Rhegmatogenous RD affects about 1 in 10 000 of the population each year and both eyes may eventually be involved in about 10% of patients. It is characterized by the presence of a retinal break held open by vitreoretinal traction that allows accumulation of liquefied vitreous under the NSR, separating it from the RPE. The retinal breaks responsible for RD are caused by interplay between dynamic vitreoretinal traction and an underlying weakness in the peripheral retina referred to as predisposing degeneration. Even though a retinal break is present, a RD will not occur if the vitreous is not at least partially liquefied and if the necessary traction is not present.

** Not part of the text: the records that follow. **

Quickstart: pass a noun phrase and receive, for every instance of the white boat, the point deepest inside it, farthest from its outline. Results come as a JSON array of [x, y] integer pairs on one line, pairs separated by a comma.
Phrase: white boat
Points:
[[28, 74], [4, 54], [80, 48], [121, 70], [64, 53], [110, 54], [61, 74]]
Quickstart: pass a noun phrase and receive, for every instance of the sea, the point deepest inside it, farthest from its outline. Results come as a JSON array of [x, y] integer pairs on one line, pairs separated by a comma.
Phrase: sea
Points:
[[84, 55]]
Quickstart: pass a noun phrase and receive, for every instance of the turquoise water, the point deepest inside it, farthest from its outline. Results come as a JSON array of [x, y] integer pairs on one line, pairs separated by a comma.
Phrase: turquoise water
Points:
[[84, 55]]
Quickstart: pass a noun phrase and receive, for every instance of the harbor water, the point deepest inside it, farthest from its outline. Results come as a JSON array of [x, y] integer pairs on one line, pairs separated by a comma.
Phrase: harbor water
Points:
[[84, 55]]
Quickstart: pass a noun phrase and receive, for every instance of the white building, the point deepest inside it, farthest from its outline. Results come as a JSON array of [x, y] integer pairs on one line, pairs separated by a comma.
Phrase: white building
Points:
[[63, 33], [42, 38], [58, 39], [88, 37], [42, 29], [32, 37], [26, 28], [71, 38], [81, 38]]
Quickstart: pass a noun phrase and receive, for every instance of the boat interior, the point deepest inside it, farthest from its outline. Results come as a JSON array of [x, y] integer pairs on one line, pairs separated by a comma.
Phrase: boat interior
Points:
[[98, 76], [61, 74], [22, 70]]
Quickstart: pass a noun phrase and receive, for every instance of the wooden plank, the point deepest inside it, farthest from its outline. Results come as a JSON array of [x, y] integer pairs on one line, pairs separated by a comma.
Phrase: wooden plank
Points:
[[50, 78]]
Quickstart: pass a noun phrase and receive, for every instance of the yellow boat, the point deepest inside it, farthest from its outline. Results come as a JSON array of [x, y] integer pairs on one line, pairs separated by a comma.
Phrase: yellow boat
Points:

Dynamic vitreoretinal traction

1Pathogenesis. Syneresis defines liquefaction of the vitreous gel (Fig. 16.20A). Some eyes with syneresis develop a hole in the posterior hyaloid membrane and fluid from within the centre of the vitreous cavity passes through this defect into the newly formed retrohyaloid space. This process forcibly detaches the posterior vitreous and the posterior hyaloid membrane from the ILM of the sensory retina as far as the posterior border of the vitreous base (Fig. 16.20B). The remaining solid vitreous gel collapses inferiorly and the retrohyaloid space is occupied entirely by synchytic fluid. This process is called acute PVD with collapse (Fig. 16.21) and will subsequently be referred to as acute PVD.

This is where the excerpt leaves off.